USAD 모델의 구조를 설명하기 앞서 Auto-encoder(AE)와 GAN 에서의 이상탐지의 장단점을 아는 것이 중요하다. 먼저 AE 기반의 이상탐지는 학습 단계와 탐지 단계로 구분할 수 있다. 학습 단계에서는 모델이 정상 데이터를 압축과 복원하는 과정을 거치면서 복원된 데이터와 원본 데이터 간의 차이(reconstruction error)를 최소화하도록 만들어지고, 탐지 단계에서는 비정상과 정상 데이터 모두 넣어 특정 threshold (aka anomaly score)을 넘기면 비정상, 넘기지 못하면 정상으로 이상여부를 판단한다. 하지만 AE는 압축하는 과정에서 불필요한 노이즈를 제거하기 때문에 비정상 데이터가 정상 데이터와 거의 비슷하다면 reconstruction error는 작아질 것이고, 비정상으로 감지되지 못할 것 이다.

GAN 기반의 이상탐지 경우 입력데이터를 압축하고 복원하는 것은 Generator가 담당한다. 이때 Generator의 주된 목표는 Discriminator가 구분하지 못할 정도로 실제데이터와 유사한 데이터를 지속적으로 만드는 것이기 때문에 Generator에서의 Encoder와 Decoder는 비정상과 정상 데이터 정보를 모두 가지고 있다. 그리고 Discriminator는 Generator가 생성데이터가 비정상인지 정상인지 구별하는 역할을 한다. 하지만 GAN 모델도 완벽한 것은 아니다. GAN은 mode-collapse와 non-convergence를 단점으로 가지고 있어 불안정적인 면도 있다.

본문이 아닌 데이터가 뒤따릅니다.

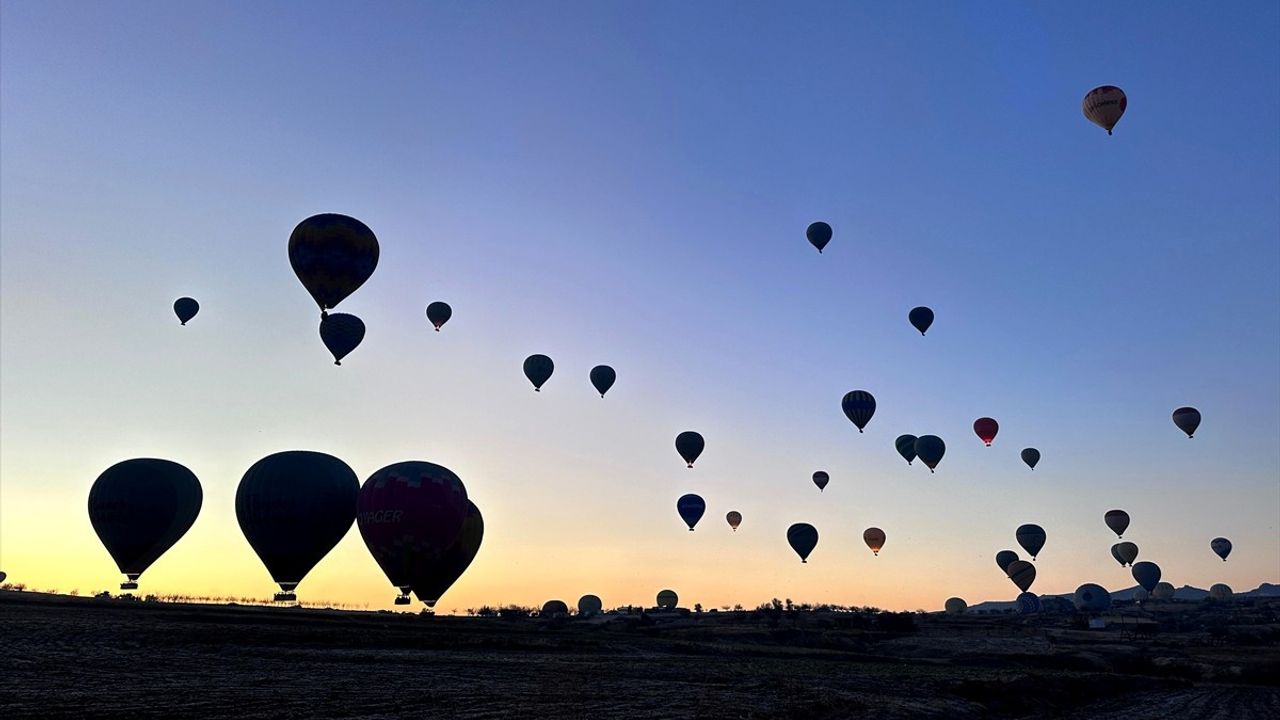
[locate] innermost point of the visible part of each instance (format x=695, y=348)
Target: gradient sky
x=629, y=183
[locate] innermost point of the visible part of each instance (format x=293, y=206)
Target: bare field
x=81, y=657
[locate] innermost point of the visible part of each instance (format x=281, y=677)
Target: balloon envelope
x=141, y=507
x=332, y=255
x=690, y=445
x=186, y=309
x=690, y=507
x=293, y=507
x=341, y=333
x=603, y=378
x=859, y=406
x=538, y=369
x=803, y=538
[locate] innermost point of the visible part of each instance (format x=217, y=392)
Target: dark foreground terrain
x=82, y=657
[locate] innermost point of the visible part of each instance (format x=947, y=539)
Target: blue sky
x=629, y=183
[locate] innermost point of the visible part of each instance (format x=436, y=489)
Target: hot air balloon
x=874, y=540
x=589, y=605
x=1023, y=574
x=905, y=446
x=1004, y=559
x=818, y=235
x=332, y=255
x=538, y=369
x=859, y=406
x=341, y=333
x=803, y=538
x=986, y=428
x=920, y=318
x=186, y=309
x=1118, y=520
x=439, y=313
x=929, y=450
x=690, y=445
x=734, y=518
x=1104, y=106
x=1124, y=552
x=1221, y=547
x=293, y=507
x=1147, y=574
x=1031, y=456
x=410, y=514
x=439, y=575
x=690, y=507
x=603, y=378
x=1187, y=420
x=1032, y=538
x=140, y=509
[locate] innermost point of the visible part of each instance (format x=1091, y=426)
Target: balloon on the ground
x=1032, y=538
x=603, y=378
x=140, y=509
x=803, y=538
x=538, y=369
x=1104, y=105
x=859, y=406
x=690, y=445
x=293, y=507
x=690, y=507
x=341, y=333
x=818, y=233
x=439, y=313
x=332, y=255
x=186, y=309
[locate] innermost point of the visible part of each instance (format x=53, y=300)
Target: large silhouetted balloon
x=920, y=318
x=538, y=369
x=1187, y=420
x=1104, y=106
x=1032, y=538
x=690, y=445
x=186, y=309
x=140, y=507
x=905, y=446
x=803, y=538
x=929, y=450
x=408, y=515
x=332, y=255
x=438, y=577
x=293, y=507
x=690, y=507
x=603, y=378
x=986, y=429
x=818, y=235
x=439, y=313
x=859, y=406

이 문제를 해결하고 GAN과 AE 장점만으로 만든 이상 탐지 모델이 USAD이다.

Architecture

USAD 는 Phase 1 (AE Training) 과 Phase 2 (Adversarial Training) 단계로 이뤄져있다. 첫 번째 단계에서는 각각의 AE를 원래의 입력으로 잘 복원되도록 학습하는 것이다.실제데이터 W는 인코더 E에 의해 Latent Space Z로 압축되고 각각의 디코더에 의해 복원된다. 이 부분에 해당되는 Loss Function은 다음과 같다.

\[L_{AE_{1}} = ||W - AE_{1}(W)||_2\] \[L_{AE_{2}} = ||W - AE_{2}(W)||_2\]

두 번째 단계에서는 $AE_{2}$가 실제 데이터와 $AE_{1}(W)$를 잘 구분할 수 있도록 학습한다. 반면 $AE_{1}$는 $AE_{2}$의 성능을 저하 시키도록 학습된다. 즉 $AE_{1}$(GAN의 Generator)는 W와 $AE_{2}$의 차이를 최소화 하는 것이고 $AE_{2}$ (GAN의 Discriminator)는 이 차이를 최대화 하는 것이다.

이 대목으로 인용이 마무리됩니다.